Pacte électoral - gauche et souverainiste


Si Jacques Parizeau s'était accroché au programme adopté en congrès par les militants péquistes, comme le fait actuellement Pauline Marois, il n'y aurait jamais eu de référendum en octobre 1995.
Au congrès d'août 1993, il avait été résolu que, après avoir accédé à la souveraineté, le Québec ferait une offre d'association économique au reste du Canada. Jamais il n'avait été question d'un partenariat politique, incluant une assemblée parlementaire commune, comme le prévoyait la question de 1995.
Pour sceller l'alliance avec le Bloc québécois et l'ADQ, sans laquelle une victoire du oui aurait été carrément impossible, M. Parizeau avait complètement fait abstraction du programme. Le concept de souveraineté-partenariat n'avait jamais été soumis à l'approbation des militants, ni à un congrès, ni même à un conseil national.
Les président(e)s de région et d'association avaient été convoqués en catastrophe un vendredi soir pour donner un semblant de légitimité à la manoeuvre. Placés devant un fait accompli, ils n'avaient pas eu d'autre choix que d'approuver.
Il s'agissait pourtant d'une modification fondamentale du projet qui était la raison d'être du PQ, tandis que la «gouvernance souverainiste», à laquelle Mme Marois semble tenir comme à la prunelle de ses yeux, est simplement un élément de stratégie.
Ce qui se passe actuellement est tout à fait inédit. Traditionnellement, les militants devaient faire des pieds et des mains pour forcer la direction du parti à respecter le programme. Aujourd'hui, la sacralisation vient d'en haut.

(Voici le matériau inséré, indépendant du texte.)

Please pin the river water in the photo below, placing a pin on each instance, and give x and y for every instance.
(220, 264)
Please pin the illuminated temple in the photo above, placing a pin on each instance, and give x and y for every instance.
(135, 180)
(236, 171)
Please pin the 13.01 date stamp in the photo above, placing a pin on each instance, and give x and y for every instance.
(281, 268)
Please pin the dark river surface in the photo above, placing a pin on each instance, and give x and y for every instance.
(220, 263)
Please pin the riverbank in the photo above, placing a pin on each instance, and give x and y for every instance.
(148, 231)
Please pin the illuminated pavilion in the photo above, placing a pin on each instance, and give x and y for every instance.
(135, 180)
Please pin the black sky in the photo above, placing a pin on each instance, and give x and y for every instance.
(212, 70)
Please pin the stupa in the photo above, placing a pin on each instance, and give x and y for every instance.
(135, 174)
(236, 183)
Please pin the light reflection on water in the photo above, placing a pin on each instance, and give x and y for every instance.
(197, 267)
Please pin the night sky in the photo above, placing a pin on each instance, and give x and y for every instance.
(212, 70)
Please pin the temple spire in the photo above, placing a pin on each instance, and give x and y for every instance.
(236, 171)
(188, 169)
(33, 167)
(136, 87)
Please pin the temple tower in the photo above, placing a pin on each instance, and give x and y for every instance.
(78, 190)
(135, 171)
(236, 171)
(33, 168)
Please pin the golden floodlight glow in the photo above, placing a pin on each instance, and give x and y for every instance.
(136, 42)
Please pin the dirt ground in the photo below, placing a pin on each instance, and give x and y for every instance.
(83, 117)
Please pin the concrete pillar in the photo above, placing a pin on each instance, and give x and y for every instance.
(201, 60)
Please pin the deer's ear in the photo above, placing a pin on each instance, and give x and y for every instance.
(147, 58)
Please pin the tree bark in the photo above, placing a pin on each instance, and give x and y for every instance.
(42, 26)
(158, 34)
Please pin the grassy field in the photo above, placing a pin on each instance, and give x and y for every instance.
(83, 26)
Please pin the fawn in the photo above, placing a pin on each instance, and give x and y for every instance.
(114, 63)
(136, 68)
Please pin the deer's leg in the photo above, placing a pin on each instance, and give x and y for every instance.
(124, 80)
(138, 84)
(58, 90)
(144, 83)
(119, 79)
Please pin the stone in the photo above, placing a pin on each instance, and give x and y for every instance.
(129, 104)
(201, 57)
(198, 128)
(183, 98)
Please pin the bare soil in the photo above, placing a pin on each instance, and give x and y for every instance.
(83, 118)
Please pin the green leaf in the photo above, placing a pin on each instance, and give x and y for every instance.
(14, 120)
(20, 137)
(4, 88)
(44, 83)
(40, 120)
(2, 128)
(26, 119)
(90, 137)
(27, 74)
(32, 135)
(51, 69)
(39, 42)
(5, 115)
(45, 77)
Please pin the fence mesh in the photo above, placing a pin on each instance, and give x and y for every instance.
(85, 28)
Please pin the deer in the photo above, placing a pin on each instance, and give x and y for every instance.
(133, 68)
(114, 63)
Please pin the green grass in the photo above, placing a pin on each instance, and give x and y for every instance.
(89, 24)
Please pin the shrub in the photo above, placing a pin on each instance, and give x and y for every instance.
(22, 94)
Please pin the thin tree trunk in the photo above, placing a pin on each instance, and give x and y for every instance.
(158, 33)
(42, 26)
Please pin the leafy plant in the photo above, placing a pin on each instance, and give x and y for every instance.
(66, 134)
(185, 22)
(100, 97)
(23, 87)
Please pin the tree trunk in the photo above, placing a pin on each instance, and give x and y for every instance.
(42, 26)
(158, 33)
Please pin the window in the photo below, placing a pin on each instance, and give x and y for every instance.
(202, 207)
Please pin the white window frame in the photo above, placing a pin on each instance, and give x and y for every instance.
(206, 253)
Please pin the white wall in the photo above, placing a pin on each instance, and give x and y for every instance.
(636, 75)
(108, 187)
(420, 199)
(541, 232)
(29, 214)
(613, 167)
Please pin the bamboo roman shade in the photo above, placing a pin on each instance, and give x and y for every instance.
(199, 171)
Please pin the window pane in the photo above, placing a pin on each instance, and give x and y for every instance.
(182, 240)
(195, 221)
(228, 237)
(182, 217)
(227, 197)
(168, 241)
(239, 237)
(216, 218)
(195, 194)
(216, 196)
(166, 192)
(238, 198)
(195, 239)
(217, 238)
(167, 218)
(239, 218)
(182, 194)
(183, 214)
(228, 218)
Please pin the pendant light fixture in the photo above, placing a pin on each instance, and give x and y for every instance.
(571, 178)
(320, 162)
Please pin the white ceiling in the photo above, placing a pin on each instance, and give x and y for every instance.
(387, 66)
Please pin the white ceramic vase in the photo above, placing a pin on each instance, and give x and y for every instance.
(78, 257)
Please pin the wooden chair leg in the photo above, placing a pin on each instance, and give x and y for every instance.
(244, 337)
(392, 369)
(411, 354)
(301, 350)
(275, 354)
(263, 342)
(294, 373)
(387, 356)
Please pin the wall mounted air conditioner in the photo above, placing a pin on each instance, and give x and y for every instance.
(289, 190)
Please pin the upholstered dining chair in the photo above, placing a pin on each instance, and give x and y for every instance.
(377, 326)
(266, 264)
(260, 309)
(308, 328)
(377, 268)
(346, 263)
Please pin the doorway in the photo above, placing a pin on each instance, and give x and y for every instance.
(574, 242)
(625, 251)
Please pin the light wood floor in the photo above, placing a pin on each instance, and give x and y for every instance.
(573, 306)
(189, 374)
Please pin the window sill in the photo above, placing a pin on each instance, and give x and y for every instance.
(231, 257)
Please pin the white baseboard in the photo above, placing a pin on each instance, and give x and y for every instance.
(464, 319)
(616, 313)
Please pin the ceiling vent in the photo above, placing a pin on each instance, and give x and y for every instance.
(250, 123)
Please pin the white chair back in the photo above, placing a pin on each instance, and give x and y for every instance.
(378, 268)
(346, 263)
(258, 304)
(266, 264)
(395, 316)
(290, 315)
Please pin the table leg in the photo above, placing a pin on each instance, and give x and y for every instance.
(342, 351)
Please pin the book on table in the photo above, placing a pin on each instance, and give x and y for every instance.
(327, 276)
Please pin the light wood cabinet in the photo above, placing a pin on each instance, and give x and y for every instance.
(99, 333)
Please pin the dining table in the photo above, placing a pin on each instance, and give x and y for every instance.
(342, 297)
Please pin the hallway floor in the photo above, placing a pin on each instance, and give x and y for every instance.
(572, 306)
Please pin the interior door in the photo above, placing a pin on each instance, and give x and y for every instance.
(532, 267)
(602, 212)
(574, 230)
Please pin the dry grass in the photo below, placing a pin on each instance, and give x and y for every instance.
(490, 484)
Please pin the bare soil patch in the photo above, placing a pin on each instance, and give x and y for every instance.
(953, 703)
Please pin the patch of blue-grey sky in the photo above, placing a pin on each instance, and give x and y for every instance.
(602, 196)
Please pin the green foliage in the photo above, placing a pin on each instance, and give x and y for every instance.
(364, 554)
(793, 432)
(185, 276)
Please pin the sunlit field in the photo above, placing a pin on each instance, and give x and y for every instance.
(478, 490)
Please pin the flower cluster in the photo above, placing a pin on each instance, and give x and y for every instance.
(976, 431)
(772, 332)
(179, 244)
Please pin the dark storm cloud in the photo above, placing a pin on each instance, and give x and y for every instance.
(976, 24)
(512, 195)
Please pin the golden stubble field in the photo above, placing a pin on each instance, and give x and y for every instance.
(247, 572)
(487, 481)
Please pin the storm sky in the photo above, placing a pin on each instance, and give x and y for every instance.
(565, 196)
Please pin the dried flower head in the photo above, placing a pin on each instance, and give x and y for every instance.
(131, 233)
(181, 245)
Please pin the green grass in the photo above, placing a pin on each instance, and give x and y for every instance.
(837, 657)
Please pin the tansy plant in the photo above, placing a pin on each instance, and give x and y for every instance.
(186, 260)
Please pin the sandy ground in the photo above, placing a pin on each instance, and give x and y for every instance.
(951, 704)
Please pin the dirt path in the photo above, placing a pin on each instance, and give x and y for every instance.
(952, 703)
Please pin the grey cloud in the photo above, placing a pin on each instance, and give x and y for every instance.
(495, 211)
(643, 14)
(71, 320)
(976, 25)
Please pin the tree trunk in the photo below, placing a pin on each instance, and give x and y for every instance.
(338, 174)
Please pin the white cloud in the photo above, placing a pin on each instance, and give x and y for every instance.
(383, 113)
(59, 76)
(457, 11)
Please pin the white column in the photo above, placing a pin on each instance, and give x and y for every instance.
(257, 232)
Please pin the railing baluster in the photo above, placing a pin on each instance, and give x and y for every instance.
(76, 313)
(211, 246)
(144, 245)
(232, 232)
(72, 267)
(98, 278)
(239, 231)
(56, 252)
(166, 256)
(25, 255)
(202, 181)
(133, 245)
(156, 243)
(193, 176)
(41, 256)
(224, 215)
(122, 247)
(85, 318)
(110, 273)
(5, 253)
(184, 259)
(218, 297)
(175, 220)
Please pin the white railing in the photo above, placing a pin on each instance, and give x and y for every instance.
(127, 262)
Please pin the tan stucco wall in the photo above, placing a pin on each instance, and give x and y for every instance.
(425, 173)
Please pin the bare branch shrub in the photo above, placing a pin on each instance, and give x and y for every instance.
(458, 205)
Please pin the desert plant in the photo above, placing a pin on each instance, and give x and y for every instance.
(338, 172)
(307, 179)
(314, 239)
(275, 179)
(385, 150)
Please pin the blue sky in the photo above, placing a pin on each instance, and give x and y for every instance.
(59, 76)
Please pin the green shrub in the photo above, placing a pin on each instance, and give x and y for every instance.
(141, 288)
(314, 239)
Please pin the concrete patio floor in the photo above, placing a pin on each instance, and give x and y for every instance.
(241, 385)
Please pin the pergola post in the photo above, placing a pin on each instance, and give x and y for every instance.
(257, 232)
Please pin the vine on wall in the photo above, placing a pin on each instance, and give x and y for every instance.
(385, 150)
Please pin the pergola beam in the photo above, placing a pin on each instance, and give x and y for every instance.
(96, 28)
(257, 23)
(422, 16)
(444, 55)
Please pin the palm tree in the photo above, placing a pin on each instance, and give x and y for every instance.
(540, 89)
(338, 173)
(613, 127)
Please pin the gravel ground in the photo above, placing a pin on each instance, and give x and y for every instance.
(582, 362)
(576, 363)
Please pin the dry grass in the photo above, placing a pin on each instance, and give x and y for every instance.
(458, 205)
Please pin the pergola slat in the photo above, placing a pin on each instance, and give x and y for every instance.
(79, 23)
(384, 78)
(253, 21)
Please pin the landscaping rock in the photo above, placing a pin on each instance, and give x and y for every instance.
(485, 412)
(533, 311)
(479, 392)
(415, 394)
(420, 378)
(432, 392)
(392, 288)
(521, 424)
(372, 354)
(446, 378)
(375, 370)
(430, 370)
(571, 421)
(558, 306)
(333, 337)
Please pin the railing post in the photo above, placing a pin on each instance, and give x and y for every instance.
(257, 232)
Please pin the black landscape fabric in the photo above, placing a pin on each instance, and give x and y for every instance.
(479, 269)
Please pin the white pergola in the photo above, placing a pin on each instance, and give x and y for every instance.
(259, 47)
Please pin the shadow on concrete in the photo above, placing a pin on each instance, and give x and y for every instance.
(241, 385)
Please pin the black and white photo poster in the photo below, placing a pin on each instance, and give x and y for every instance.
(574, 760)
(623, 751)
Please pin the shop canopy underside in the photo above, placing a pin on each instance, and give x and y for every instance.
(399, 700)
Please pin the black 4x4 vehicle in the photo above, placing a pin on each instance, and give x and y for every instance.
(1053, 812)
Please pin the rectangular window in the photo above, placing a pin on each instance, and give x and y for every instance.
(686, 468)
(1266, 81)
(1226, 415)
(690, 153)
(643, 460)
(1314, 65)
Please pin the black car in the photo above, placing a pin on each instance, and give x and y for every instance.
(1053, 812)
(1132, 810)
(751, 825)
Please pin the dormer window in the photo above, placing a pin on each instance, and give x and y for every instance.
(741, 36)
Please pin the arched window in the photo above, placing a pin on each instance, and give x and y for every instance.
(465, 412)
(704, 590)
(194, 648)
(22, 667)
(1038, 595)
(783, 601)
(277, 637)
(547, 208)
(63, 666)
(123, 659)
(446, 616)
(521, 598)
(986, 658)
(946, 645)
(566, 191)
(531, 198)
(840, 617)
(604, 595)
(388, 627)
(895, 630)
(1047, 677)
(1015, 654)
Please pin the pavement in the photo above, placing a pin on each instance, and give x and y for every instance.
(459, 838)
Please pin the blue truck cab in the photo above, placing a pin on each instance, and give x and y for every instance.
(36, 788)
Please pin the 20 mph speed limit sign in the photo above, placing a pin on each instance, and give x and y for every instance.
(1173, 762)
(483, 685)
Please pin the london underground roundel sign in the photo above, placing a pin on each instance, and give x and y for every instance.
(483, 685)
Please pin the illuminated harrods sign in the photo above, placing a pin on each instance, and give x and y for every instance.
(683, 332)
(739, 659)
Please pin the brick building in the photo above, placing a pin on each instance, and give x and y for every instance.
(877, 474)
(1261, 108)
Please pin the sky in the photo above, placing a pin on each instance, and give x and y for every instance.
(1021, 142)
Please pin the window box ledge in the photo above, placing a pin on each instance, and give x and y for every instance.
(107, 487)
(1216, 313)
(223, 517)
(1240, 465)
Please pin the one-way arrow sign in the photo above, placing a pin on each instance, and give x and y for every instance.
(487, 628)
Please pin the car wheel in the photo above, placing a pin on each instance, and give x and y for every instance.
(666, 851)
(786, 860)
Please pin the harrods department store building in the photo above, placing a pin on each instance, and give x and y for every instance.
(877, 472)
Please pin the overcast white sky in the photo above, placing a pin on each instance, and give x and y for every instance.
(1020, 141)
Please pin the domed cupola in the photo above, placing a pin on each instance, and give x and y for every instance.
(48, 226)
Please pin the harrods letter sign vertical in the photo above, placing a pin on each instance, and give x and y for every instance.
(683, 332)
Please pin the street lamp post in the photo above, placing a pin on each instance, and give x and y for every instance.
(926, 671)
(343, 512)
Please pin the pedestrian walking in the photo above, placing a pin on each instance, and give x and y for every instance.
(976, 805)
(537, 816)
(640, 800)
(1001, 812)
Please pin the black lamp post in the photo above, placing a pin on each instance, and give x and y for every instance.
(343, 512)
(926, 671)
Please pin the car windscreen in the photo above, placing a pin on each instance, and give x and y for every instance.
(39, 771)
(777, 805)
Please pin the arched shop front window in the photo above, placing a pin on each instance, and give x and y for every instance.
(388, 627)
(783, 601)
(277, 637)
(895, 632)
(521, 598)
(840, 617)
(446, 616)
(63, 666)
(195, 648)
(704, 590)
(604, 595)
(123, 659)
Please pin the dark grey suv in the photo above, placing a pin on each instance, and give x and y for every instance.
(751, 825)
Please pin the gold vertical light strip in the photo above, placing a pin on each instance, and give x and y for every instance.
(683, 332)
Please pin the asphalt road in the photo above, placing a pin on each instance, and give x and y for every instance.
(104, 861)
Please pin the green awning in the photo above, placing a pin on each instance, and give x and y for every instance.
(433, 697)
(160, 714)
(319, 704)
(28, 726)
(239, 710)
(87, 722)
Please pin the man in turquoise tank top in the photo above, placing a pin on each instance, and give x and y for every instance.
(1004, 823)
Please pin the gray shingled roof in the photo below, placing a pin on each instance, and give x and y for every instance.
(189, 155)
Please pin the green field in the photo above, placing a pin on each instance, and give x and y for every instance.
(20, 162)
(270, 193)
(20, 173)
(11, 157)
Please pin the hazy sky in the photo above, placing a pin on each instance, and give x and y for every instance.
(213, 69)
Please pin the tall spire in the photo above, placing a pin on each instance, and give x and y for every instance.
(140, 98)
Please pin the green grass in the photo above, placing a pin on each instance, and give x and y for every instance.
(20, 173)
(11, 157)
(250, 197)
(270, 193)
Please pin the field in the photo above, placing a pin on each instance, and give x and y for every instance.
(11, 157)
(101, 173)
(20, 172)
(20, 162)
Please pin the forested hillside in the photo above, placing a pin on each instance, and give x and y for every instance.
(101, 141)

Mme Marois a été on ne peut plus claire à l'issue du caucus de Saguenay. Peu importe les conclusions auxquelles pourraient arriver d'éventuels états généraux, il n'est pas question de renoncer à la «gouvernance souverainiste», qui se confond maintenant avec son leadership. On ne voit pas comment le dialogue avec les souverainistes hors PQ, de plus en plus nombreux, serait encore possible.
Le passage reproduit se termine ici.